While using resistance bands for leg exercises seems a little awkward at first, once you get used to it then the exercises become a breeze. The resistance bands can be used to work your calves, hamstrings, glutes and everything in between. When using resistance bands you want to make sure that there is enough tension so that the exercise is a challenge, but not so much that it will wear you out after just a few repetitions. For general health training, several reps of moderate difficulty is better than fewer reps of extreme difficulty.
Side Steps
Wrap the resistance band around both legs just above the ankles. The easiest way to do this is to wrap almost half of the resistance band around each leg, leaving about 6 inches of space between the legs. Then while standing straight up, begin side stepping to the right for about 6 steps, then side step back to the left for about 6 steps. You want to keep the legs as straight as possible so that you are working the muscles on the sides of your legs as well as your butt.
Forward Leg Raise
Place one foot about midway on the resistance band and then wrap one of the ends around one of your legs, just above the ankle. Slowly kick out with the wrapped leg as far as your flexibility will allow, then slowly return to the starting position. Do this for several repetitions then switch legs.
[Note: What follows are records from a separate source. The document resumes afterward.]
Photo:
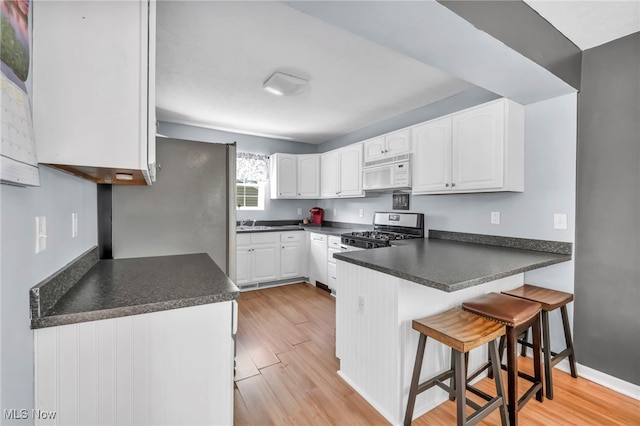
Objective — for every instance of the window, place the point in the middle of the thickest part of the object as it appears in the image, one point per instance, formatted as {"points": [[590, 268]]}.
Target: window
{"points": [[250, 195], [252, 173]]}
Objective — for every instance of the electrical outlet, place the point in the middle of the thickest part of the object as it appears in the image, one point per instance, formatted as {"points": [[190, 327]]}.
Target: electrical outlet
{"points": [[41, 233], [495, 218], [74, 225], [559, 221]]}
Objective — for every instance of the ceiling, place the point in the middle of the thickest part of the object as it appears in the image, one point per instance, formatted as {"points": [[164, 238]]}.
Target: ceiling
{"points": [[590, 23], [213, 57]]}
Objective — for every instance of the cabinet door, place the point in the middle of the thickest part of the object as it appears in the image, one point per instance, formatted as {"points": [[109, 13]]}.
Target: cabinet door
{"points": [[308, 176], [374, 149], [478, 148], [283, 176], [243, 265], [351, 171], [432, 156], [104, 111], [290, 260], [329, 174], [266, 263], [332, 277], [397, 143]]}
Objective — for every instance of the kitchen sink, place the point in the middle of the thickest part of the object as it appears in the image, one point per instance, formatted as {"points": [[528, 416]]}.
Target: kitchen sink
{"points": [[253, 228]]}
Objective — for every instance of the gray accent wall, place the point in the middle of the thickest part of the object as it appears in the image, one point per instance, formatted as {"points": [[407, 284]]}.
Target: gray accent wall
{"points": [[550, 152], [524, 30], [607, 312], [59, 195], [184, 211]]}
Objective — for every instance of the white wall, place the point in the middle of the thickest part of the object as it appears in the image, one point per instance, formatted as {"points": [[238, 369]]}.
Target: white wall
{"points": [[59, 195]]}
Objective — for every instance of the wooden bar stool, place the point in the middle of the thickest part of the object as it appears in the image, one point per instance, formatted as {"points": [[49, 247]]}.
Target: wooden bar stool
{"points": [[550, 300], [518, 315], [461, 331]]}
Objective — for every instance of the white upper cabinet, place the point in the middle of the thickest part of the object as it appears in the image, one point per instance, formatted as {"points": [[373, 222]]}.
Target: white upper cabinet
{"points": [[432, 156], [388, 145], [341, 172], [330, 174], [351, 171], [477, 150], [94, 88], [309, 176], [295, 176], [283, 175]]}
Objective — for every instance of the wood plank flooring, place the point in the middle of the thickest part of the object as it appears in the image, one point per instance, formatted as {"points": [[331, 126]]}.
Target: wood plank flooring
{"points": [[286, 373]]}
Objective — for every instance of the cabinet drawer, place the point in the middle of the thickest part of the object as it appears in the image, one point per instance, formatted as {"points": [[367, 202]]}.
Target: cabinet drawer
{"points": [[334, 242], [265, 237], [291, 236], [243, 240], [318, 237]]}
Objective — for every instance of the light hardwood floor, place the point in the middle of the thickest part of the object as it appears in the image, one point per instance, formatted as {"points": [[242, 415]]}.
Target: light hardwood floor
{"points": [[286, 373]]}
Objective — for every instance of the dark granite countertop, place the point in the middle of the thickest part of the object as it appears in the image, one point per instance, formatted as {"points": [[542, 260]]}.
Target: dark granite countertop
{"points": [[122, 287], [455, 261], [327, 228]]}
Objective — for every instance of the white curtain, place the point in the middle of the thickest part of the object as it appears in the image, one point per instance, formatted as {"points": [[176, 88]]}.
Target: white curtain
{"points": [[252, 167]]}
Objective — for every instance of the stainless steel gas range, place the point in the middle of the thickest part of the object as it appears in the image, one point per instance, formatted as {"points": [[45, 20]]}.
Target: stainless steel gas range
{"points": [[387, 227]]}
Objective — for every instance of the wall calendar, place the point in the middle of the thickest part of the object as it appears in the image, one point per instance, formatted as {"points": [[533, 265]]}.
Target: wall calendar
{"points": [[18, 156]]}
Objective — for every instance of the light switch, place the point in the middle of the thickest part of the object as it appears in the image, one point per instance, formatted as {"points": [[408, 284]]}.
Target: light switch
{"points": [[495, 218], [559, 221], [74, 225], [41, 233]]}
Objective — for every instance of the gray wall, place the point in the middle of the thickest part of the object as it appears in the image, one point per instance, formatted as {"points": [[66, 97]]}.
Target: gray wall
{"points": [[607, 315], [59, 195], [274, 209], [524, 30], [184, 211], [550, 152]]}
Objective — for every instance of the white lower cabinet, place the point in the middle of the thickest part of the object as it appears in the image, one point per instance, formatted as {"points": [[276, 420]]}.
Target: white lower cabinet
{"points": [[333, 246], [263, 257], [317, 258], [292, 255], [168, 367]]}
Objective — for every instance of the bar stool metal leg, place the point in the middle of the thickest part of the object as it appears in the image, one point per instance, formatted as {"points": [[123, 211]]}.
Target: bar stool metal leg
{"points": [[568, 341], [413, 390]]}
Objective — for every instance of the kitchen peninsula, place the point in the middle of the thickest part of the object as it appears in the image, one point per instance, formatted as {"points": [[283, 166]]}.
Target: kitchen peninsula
{"points": [[135, 341], [381, 291]]}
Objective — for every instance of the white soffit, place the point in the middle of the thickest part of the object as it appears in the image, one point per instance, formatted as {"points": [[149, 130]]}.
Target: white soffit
{"points": [[590, 23], [213, 57]]}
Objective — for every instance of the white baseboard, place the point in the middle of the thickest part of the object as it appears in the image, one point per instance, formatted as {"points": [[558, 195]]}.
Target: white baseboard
{"points": [[603, 379], [595, 376]]}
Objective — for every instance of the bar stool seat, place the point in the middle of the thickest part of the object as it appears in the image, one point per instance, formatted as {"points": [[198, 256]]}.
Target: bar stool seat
{"points": [[462, 331], [550, 300], [517, 315]]}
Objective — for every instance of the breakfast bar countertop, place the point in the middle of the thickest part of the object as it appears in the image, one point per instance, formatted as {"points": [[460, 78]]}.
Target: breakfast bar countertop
{"points": [[113, 288], [450, 261]]}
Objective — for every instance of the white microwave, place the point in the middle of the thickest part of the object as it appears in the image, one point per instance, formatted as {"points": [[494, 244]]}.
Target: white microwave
{"points": [[396, 175]]}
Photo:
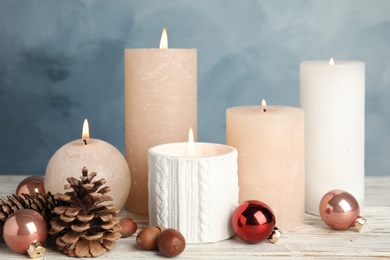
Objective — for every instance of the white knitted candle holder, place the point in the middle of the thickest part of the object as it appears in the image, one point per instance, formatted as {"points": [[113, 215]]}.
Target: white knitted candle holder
{"points": [[194, 194]]}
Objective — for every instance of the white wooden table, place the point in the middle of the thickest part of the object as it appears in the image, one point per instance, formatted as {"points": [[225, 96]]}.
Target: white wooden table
{"points": [[312, 239]]}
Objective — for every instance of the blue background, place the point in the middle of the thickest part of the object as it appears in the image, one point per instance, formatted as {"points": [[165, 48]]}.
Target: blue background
{"points": [[62, 61]]}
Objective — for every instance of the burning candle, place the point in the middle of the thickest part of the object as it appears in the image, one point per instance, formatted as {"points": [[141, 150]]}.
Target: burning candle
{"points": [[160, 107], [97, 156], [332, 95], [270, 145], [193, 187]]}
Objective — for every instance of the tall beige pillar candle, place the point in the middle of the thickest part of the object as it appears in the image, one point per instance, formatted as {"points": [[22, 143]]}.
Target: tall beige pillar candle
{"points": [[160, 107], [271, 168]]}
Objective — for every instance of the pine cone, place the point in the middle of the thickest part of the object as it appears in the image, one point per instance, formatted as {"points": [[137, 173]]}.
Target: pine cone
{"points": [[84, 227], [42, 203]]}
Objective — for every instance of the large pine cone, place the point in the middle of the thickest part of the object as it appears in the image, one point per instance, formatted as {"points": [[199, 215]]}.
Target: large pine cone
{"points": [[42, 203], [85, 228]]}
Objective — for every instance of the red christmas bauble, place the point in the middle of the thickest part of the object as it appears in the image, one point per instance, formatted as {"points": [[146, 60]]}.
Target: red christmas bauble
{"points": [[340, 210], [24, 232], [31, 185], [253, 221]]}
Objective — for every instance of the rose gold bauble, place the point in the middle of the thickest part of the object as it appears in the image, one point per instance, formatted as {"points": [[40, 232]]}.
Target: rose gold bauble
{"points": [[24, 232], [340, 210], [31, 185]]}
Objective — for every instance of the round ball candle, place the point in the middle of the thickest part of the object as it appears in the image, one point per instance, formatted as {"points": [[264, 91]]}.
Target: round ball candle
{"points": [[160, 107], [271, 168], [194, 191], [97, 156], [332, 95]]}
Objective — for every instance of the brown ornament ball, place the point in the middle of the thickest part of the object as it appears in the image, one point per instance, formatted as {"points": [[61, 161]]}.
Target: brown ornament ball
{"points": [[128, 227], [147, 237], [171, 242], [31, 185]]}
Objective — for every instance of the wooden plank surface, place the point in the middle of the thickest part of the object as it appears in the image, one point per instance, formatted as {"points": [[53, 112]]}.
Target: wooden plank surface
{"points": [[312, 239]]}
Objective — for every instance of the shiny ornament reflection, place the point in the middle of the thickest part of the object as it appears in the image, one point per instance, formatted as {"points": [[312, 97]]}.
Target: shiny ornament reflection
{"points": [[31, 185], [253, 221], [24, 232], [340, 210]]}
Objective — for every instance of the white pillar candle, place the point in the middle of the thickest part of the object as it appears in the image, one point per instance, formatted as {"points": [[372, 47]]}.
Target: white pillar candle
{"points": [[160, 107], [193, 193], [97, 156], [270, 145], [332, 96]]}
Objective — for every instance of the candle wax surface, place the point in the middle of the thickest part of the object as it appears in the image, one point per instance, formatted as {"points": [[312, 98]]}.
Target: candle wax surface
{"points": [[333, 97], [270, 147], [160, 107], [181, 150], [97, 156]]}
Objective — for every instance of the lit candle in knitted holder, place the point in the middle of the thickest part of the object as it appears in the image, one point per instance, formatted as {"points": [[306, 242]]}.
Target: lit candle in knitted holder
{"points": [[194, 191]]}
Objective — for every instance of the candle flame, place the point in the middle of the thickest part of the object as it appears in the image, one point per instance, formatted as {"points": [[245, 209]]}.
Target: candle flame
{"points": [[263, 105], [164, 40], [191, 145], [85, 134]]}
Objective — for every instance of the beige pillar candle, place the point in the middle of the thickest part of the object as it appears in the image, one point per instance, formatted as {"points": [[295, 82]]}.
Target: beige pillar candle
{"points": [[270, 145], [160, 107]]}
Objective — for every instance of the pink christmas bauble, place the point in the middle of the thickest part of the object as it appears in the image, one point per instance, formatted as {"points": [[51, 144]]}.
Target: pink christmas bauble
{"points": [[340, 210], [24, 231]]}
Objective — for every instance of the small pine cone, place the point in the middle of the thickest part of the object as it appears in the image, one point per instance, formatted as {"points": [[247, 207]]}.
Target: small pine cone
{"points": [[42, 203], [85, 227]]}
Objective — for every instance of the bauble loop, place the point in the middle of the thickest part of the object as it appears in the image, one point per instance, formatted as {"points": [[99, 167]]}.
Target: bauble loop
{"points": [[24, 232], [31, 185], [340, 210], [253, 221]]}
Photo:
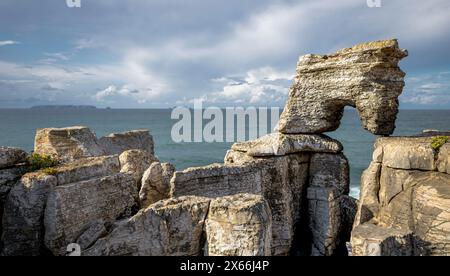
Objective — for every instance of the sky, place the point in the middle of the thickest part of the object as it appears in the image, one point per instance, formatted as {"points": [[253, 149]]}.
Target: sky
{"points": [[163, 53]]}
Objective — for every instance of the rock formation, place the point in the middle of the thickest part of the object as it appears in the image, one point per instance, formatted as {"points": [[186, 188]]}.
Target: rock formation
{"points": [[405, 200], [239, 225], [365, 76], [71, 143], [284, 193]]}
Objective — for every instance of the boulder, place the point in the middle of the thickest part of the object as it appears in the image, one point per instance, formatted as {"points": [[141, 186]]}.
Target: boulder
{"points": [[239, 225], [405, 201], [280, 180], [72, 208], [135, 163], [278, 144], [9, 177], [443, 162], [95, 231], [23, 215], [365, 76], [117, 143], [67, 144], [87, 168], [172, 227], [156, 183], [369, 204], [11, 156], [431, 214]]}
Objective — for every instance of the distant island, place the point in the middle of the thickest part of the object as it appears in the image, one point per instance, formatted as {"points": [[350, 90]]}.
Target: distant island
{"points": [[63, 107]]}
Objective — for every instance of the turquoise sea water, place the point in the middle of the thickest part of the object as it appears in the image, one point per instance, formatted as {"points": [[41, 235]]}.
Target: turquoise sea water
{"points": [[17, 128]]}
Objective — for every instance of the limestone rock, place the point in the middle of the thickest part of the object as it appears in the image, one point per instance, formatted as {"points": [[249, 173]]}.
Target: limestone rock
{"points": [[365, 76], [405, 202], [278, 144], [135, 163], [431, 214], [409, 153], [372, 240], [8, 177], [67, 144], [87, 168], [328, 183], [11, 156], [24, 213], [239, 225], [171, 227], [71, 208], [117, 143], [281, 180], [369, 202], [443, 163], [156, 183], [216, 180]]}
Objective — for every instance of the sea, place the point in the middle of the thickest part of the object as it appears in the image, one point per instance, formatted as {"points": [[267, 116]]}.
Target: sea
{"points": [[18, 126]]}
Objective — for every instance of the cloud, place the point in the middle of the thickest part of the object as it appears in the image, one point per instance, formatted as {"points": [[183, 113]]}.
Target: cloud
{"points": [[8, 42], [112, 93]]}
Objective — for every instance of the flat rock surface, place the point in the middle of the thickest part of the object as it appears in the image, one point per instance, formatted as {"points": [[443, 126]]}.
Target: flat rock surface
{"points": [[365, 76], [71, 208], [239, 225]]}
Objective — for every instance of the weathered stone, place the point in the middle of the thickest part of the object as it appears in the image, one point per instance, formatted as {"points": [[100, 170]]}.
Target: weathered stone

It is important to keep your back straight and make sure that all of the movement is coming from your legs and not your waist.
Calf Raises
Stand on the mid point of the resistance band with both feet, then spread them so that they are about shoulder width apart and the band is under the front of your foot. Take the resistance band handles into your hands and then raise your hands to shoulder height with your elbows tucked into your sides. While maintaining a straight back, slowly stand on your toes until your calf is fully extended, then slowly return to the starting position. Remember that the slower you do these exercises the better.